The sports of chivalry were so elegant and graceful that we might have supposed the refined Italians would have embraced them in all their circumstances. But the arena of the Coliseum, so admirably adapted for a tournament, was used for Moorish games. The matrons and virgins of Rome, arrayed in all their bravery, were seated in its ample galleries, and beheld, not a gallant and hurtless encounter between two parties of knights with lances of courtesy, but a succession of sanguinary conflicts between cavaliers and bulls. Only one solitary circumstance gave an air of chivalry to the scene, and prevents us from mingling the bull-feast of the Coliseum, on the 1st of September, 1332, with the horrid spectacles of classic times. Each knight wore a device, and fancied himself informed by the spirit of chivalry, and the presence of the ladies. “I burn under the ashes,” was the motto of him who had never told his passion. “I adore Lavinia, or Lucretia,” was written on the shield of the knight who wished to be thought the servant of love, and yet dared not avow the real name of his mistress.[240]
CHAP. VII.
ON THE MERITS AND EFFECTS OF CHIVALRY.
We are now arrived at that part of our subject where we may say with the poet,
“The knights are dust,
And their good swords are rust:
Their souls are with the saints, we trust.”

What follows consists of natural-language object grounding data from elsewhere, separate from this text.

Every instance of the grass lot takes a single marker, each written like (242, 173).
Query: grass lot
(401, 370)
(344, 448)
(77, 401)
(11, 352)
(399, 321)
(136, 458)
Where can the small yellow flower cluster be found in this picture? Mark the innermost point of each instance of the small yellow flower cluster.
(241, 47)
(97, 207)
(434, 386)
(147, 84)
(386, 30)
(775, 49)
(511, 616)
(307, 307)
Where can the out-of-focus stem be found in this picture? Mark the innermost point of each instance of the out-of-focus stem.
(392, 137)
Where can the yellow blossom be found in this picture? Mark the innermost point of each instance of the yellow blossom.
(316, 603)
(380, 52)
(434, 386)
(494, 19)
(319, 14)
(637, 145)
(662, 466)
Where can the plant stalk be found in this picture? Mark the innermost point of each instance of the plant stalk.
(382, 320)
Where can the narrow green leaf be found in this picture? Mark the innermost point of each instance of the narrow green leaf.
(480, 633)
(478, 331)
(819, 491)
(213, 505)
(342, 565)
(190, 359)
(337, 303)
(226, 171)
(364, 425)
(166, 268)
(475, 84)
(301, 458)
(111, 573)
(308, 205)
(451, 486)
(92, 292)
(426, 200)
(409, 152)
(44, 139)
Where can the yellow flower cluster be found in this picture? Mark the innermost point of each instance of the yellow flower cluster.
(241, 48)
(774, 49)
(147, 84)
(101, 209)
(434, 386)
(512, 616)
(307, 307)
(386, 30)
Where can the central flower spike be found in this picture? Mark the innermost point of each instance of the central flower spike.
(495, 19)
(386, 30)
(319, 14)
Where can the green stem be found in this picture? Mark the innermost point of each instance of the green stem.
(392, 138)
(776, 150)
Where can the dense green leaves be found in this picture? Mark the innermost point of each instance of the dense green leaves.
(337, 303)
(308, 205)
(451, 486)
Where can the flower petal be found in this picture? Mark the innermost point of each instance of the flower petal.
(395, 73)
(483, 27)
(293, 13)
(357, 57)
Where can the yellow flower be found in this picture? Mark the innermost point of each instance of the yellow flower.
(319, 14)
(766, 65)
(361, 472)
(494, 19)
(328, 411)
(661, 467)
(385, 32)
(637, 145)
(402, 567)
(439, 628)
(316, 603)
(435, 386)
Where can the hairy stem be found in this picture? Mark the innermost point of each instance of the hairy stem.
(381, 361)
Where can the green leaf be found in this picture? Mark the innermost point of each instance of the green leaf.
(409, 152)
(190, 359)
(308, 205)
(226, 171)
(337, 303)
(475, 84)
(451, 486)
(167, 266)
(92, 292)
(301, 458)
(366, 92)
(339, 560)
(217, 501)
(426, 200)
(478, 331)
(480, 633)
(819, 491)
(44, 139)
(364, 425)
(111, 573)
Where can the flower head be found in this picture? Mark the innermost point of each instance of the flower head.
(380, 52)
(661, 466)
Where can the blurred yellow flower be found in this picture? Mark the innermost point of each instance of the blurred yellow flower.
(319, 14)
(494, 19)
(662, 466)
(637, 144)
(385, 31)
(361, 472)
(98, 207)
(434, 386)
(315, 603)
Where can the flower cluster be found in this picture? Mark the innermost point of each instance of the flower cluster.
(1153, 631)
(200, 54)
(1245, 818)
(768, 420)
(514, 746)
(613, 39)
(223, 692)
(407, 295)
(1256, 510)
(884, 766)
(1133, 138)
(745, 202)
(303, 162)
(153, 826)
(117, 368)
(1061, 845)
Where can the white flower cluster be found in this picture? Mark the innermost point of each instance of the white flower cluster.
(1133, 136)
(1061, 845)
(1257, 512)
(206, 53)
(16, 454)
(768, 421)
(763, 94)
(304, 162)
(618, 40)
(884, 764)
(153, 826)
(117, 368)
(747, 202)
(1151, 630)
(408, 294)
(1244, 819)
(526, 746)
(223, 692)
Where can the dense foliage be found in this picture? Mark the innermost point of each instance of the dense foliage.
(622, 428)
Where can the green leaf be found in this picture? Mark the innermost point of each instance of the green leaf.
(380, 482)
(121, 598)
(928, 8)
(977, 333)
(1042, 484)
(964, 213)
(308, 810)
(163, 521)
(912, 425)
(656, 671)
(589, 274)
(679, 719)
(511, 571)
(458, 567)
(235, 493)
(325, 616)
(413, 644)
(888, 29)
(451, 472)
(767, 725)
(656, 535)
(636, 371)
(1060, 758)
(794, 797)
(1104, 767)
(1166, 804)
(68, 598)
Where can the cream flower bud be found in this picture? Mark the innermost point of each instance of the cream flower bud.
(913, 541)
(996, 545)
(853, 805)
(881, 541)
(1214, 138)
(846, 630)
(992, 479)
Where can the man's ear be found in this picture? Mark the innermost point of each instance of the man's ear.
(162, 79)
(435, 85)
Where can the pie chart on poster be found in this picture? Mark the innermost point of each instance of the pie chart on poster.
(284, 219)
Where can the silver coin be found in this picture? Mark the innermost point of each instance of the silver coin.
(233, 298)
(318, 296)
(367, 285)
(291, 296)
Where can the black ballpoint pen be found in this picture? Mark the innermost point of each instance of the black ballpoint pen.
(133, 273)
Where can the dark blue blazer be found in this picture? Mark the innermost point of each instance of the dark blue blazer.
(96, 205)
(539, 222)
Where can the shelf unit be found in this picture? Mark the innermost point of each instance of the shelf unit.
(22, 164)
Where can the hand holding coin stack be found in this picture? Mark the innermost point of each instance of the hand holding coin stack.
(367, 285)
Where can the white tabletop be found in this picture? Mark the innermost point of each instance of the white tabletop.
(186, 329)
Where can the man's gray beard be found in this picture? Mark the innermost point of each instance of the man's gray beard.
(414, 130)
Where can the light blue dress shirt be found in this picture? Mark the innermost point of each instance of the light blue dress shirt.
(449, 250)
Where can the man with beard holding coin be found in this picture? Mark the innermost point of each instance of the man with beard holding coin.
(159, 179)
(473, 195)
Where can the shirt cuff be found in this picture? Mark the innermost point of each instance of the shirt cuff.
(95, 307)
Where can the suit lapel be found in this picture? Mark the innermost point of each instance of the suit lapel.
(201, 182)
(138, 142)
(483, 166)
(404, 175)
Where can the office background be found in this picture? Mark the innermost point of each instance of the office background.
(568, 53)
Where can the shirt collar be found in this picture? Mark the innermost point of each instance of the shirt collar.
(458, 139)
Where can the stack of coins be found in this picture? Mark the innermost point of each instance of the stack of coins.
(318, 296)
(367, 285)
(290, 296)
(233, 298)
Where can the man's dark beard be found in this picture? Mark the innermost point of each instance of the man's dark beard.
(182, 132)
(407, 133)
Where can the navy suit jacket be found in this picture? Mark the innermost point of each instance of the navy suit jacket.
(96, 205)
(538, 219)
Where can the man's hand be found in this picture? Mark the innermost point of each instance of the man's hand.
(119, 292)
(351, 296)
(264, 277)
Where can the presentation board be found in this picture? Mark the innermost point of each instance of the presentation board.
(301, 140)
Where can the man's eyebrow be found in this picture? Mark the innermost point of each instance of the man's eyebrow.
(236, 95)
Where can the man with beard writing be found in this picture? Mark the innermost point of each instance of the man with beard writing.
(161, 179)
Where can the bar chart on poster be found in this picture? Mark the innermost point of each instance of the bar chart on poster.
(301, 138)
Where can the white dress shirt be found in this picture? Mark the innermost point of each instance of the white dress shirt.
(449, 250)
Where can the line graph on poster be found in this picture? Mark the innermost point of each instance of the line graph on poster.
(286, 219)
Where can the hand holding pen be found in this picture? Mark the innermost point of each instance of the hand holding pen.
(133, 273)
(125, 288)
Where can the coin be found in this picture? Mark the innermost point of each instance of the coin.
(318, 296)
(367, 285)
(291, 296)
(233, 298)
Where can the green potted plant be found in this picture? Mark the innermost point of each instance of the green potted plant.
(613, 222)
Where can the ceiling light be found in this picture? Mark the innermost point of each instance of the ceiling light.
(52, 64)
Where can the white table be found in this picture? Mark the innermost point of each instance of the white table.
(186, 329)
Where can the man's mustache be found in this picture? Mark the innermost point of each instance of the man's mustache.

With Italy the historical tracing ceases of that system of principles which for so many centuries formed or influenced the character of Europe. Its rude beginnings may be marked in the patriarchal manners which preceded every known frame of artificial life, and have been shaped and modified by the legislator and the moralist. The ties of fraternity or companionship in arms, respect to elders, devotion to women, military education and military investiture, were the few and simple elements of chivalry, and in other times would have formed the foundation of other systems of manners. But a new and mighty spirit was now influencing the world, and bending to its purposes every principle and affection. Christianity, with its sanctities and humanities, gave a form and character to chivalry. He who was invested with the military belt was no longer the mere soldier of ambition and rapine, but he was taught to couch his lance for objects of defence and protection, rather than for those of hostility. He was the friend of the distressed, of widows and orphans, and of all who suffered from tyranny and oppression. The doctrine of Christian benevolence, that all who name the name of Christ are brothers, gave beauty and grace to the principles of fraternity, which were the Gothic inheritance of knights, and therefore the wars of the middle ages were distinguished for their humanities. A cavalier was kind and courteous to his prisoner, because he saw in him a brother; and while the system of ancient manners would have limited this feeling to people of one nation, a knight did not bound his humanity by country or soil, for Christian chivalry was spread over most parts of Europe, and formed mankind into one band, one order of men. From the same principle all the courtesies of private life were communicated to strangers; and gentleness of manners, and readiness of service, expanded from a private distinction into an universal character. Since, by the Christian religion, woman was restored to the rank in the moral world which nature had originally assigned her, the feelings of respect for the sex, which were entertained in the early and unsophisticated state of Europe, were heightened by the new sanctions of piety. It was a principle, as well as a feeling and a love, to guard and cherish woman; and many of the amenities of chivalry proceeded from her mild influence and example.